IperionX, a titanium development company, started work in December 2023 on the nation’s first 100% recycled titanium metal powder manufacturing facility in South Boston’s Southern Virginia Technology Park. In September 2022, IperionX announced it would invest $82 million over three years, with plans to create 108 jobs. It has started hiring and recruiting staff.

“We expect that to take eight months to complete the full buildout and commissioning of equipment,” says Kristy Johnson, executive director of the Halifax County Industrial Development Authority.

The IDA’s board approved a lease in November 2023 for a vacant 15,000-square-foot building in the technology park that had once housed a Virginia Employment Commission call center.

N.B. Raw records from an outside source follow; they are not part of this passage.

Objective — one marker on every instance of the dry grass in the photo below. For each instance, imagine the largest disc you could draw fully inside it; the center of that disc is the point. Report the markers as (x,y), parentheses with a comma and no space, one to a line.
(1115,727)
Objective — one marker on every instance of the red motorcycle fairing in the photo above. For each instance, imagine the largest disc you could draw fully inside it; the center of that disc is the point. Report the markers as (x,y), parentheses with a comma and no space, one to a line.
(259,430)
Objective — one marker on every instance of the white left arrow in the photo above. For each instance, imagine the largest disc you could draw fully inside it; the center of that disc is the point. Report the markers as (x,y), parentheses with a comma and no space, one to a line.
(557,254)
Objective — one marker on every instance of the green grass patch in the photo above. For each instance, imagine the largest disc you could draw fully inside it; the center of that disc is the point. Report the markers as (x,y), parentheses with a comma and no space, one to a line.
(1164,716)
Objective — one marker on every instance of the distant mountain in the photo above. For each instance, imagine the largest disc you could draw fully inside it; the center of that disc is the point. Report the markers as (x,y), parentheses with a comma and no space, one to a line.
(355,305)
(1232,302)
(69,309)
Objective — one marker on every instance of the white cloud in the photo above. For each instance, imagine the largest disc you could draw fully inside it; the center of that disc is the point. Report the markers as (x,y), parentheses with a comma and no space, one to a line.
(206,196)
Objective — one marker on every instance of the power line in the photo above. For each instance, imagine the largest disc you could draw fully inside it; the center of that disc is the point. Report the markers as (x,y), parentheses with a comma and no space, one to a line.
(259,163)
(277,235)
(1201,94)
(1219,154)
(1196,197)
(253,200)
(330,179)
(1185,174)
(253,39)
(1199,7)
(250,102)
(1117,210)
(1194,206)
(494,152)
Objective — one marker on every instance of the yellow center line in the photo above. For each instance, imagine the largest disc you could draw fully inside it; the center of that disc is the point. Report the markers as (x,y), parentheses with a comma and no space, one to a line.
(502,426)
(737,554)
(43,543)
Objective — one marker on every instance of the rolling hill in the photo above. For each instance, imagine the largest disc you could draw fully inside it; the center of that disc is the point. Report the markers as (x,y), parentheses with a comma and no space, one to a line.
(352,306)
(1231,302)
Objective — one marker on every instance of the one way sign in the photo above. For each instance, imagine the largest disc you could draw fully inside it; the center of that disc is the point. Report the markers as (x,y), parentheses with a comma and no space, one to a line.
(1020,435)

IperionX plans to create an advanced manufacturing center there with office, research and development and advanced manufacturing space. It should be ready to occupy in the first quarter of this year, says Johnson. 

George Mason incubator helps immigrant entrepreneurs rise

George Mason University’s vision for creating an entrepreneurship program for immigrants and refugees “connected the dots” of Sumeet Shrivastava’s history, beginning with his family’s emigration from Bihar, India, in the 1970s so his father, Satyendra Shrivastava, could earn a master’s degree. Mentors guided his father, who founded McLean-based information technology firm Anstec. In turn, his father went on to mentor others.

“I grew up watching all that happening and realizing that even if people have good intent, they still need mentors, they still need to understand the basics, especially immigrants … or refugees who are newer to the country that don’t always have a feel for how does it work here,” says Sumeet Shrivastava, a George Mason alumnus and former president and CEO of Array Information Technologies in Fairfax. The company was sold to Fairfax-based CGI Federal in 2021.

Shrivastava made a $1.5 million gift to George Mason that led to the September 2023 launch of the Shrivastava Family Refugee and Immigrant Success through Entrepreneurship (RISE) program at George Mason’s Center for Innovation and Entrepreneurship (CIE).

An 11-month entrepreneurship training and business incubator, RISE includes a bootcamp covering basic tools, concepts and principles for launching and growing a business with limited resources. Almost all participants are Afghan immigrants referred through RISE partner Lutheran Social Services of the National Capital Area, a human services and immigration and refugee relief agency. RISE is the first of three programs that CIE hopes to launch under its Soar Initiative, which aims to provide access to entrepreneurship opportunities to communities lacking such training.

RISE started with 47 initial participants, with 27 advancing to the second phase, meeting with mentors every other week for three months and getting coached on setting up businesses. Beginning in late January, participants will be paired with Mason Honors College students to launch their startups.

Mohammad Rafiq Katawazai owned a restaurant in Afghanistan and is working with a mentor to open a restaurant serving coffee, tea and soup, a popular concept back home. He wanted to go into business before signing up for RISE but was confused about where to start. “I’ve learned a lot,” he says. “A lot of things in our culture are so much different. Business is different.”

Shrivastava’s donation is being used to create an endowment, and Shrivastava plans to reach out to other potential donors to help keep RISE going. “I think there’s a huge opportunity to scale it,” he says.